Former President Donald Trump has spent a lifetime getting away with things. Rich and willing to use an army of lawyers to defend his abuses and bully people he has wronged into submission, Trump is a prime example of the inequities in our justice system.
But that could all be changing, thanks to two courageous Black women who are not intimidated by his insults and public bullying.
One of them is New York Attorney General Letitia “Tish” James. She has been leading an investigation into a “staggering” amount of financial fraud she charges that Trump has committed over the years.

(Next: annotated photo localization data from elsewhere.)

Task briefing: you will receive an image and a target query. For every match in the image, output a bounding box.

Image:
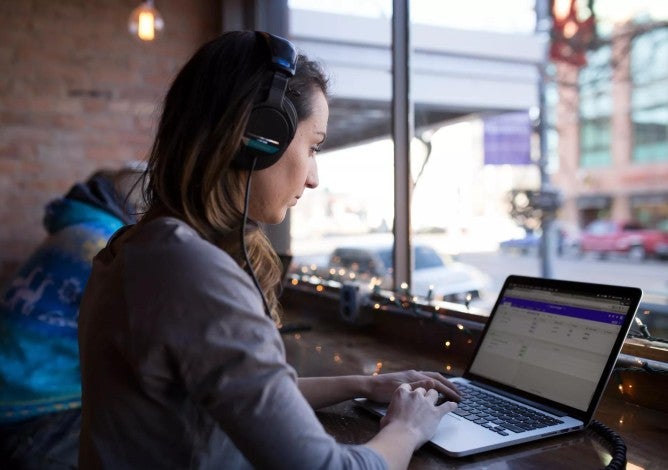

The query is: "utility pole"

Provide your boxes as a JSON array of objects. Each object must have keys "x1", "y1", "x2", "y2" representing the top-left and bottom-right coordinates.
[{"x1": 536, "y1": 0, "x2": 556, "y2": 278}]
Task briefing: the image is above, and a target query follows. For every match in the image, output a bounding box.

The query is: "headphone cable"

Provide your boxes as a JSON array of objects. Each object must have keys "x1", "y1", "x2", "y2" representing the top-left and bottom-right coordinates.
[{"x1": 241, "y1": 156, "x2": 272, "y2": 317}]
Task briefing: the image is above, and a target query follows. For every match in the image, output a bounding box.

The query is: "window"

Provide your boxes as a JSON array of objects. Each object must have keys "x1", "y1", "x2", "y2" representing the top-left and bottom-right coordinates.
[
  {"x1": 631, "y1": 27, "x2": 668, "y2": 164},
  {"x1": 579, "y1": 46, "x2": 612, "y2": 168},
  {"x1": 286, "y1": 1, "x2": 668, "y2": 344}
]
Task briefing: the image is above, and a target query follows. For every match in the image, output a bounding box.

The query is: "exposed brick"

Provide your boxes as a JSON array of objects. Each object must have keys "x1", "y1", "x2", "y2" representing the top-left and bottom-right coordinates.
[{"x1": 0, "y1": 0, "x2": 220, "y2": 271}]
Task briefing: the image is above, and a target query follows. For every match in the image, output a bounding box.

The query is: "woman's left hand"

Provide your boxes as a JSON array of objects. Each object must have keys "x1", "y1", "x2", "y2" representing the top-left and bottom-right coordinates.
[{"x1": 365, "y1": 370, "x2": 461, "y2": 404}]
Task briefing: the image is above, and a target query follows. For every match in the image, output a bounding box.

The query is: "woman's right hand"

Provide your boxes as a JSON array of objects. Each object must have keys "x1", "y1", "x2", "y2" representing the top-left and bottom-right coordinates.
[
  {"x1": 381, "y1": 383, "x2": 457, "y2": 449},
  {"x1": 365, "y1": 383, "x2": 457, "y2": 470}
]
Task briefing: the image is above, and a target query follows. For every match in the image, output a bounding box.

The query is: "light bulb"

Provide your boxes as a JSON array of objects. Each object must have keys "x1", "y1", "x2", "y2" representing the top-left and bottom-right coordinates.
[{"x1": 128, "y1": 1, "x2": 164, "y2": 41}]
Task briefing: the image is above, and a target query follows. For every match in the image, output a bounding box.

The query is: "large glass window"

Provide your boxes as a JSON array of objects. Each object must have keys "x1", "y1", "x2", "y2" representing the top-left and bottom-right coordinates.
[
  {"x1": 631, "y1": 27, "x2": 668, "y2": 163},
  {"x1": 287, "y1": 1, "x2": 394, "y2": 291},
  {"x1": 578, "y1": 46, "x2": 612, "y2": 168},
  {"x1": 286, "y1": 1, "x2": 668, "y2": 327},
  {"x1": 288, "y1": 0, "x2": 539, "y2": 309}
]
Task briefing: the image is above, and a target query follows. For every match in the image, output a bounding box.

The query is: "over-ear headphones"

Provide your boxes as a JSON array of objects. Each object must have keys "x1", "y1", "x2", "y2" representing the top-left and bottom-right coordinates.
[{"x1": 233, "y1": 31, "x2": 298, "y2": 171}]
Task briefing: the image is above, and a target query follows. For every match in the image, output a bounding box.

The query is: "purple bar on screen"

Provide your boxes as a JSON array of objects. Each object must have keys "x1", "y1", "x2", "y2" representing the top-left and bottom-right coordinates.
[{"x1": 500, "y1": 296, "x2": 626, "y2": 325}]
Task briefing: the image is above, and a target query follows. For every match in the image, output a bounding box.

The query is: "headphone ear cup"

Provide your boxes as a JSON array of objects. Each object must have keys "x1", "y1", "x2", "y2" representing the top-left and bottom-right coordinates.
[
  {"x1": 232, "y1": 31, "x2": 299, "y2": 171},
  {"x1": 234, "y1": 96, "x2": 297, "y2": 171}
]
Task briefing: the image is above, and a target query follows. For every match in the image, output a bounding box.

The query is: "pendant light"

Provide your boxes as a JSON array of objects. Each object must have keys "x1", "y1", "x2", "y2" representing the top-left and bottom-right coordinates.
[{"x1": 128, "y1": 0, "x2": 164, "y2": 41}]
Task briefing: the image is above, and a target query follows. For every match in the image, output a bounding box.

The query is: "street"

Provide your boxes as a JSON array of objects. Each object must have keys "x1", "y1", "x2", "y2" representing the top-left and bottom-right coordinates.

After trying everything he could to avoid it, Trump appeared in her office in August to answer questions. But the only question he answered was about his name. For every other question—more than 400 other times—he invoked his right under the Constitution’s Fifth Amendment to avoid incriminating himself.
In September, after interviewing dozens of people and reviewing millions of pages of documents, James’s office filed a lawsuit against Trump and his three adult children who have been in business with him—Ivanka, Don Jr., and Eric. The suit asks them to forfeit $250 million in ill-gotten gains and seeks to prevent them from doing business in New York for the immediate future. She told a reporter that the lawsuit shows how Trump repeatedly lied about the value of his properties “to unjustly enrich himself and to cheat the system, thereby cheating all of us.”
Trump responded in his typical fashion. He called James a “racist.” He called her investigation “the greatest witch hunt in the history of the country.”
Now, anyone who has followed Trump’s interactions with Black women who call him on his…stuff…knows that this is part of a pattern with Black women who see through him and aren’t afraid to speak truth.
Trump’s disgusting record of insulting and smearing activists like Stacey Abrams, public officials like Vice President Kamala Harris, Rep. Maxine Waters and Washington, D.C. Mayor Muriel Bowser—and journalists like April Ryan, Abby Phillips, and Yamiche Alcindor—was recently reviewed by Kaly Holloway for The Daily Beast, which said that James’s lawsuit “is bringing the ex-president’s racism and sexism back into the spotlight.”
James is not the only fearless Black woman seeking to hold Trump accountable. In Georgia, Fulton County District Attorney Fani Willis is conducting a criminal investigation of Team Trump’s efforts to overturn the results of the presidential election in Georgia.
Remember that phone call a few days before the attack on the Capitol? Trump was desperately trying to overturn his defeat by Joe Biden. Trump, his chief of staff Mark Meadows, and a bunch of Trump attorneys got on the phone with Georgia Secretary of State Brad Raffensperger. Trump demanded that Raffensperger “find” him enough votes to flip the election to him.
Unethical? Definitely. Illegal? Very likely.
It’s against the law in Georgia to solicit election fraud. And that phone call was just part of the Trump team’s efforts, which included the creation of a fake set of pro-Trump electors. Trump’s efforts in Georgia included false charges of election fraud against two Black women election workers. When Trump and his allies repeated those smears, the women’s lives were disrupted by threats and harassment. According to news reports, Willis’s investigation could lead to a multi-defendant racketeering case.
Trump, predictably, has called the Georgia investigation a “witch hunt.” But Willis has taken on murderers and drug gangs, and she is not afraid of Trump or his insults.
Trump’s record in business and politics suggests that the truth means nothing to him. He acts as if he believes the law does not apply to him. He acts as if his wealth and power and lawyers will continue to let him get away with anything.
It is important that we as Americans affirm the principle that no person—even the country’s most powerful person—is above the law.
There is good news on that front. There are multiple investigations into Trump’s wrongdoing. I am grateful for the work being done by Tish James and Fani Willis, by the House select committee investigating Jan. 6, by staff at the U.S. Department of Justice, and by journalists who are willing to dig for the truth.
Truth is the first step toward accountability, accountability that in Trump’s case is long overdue.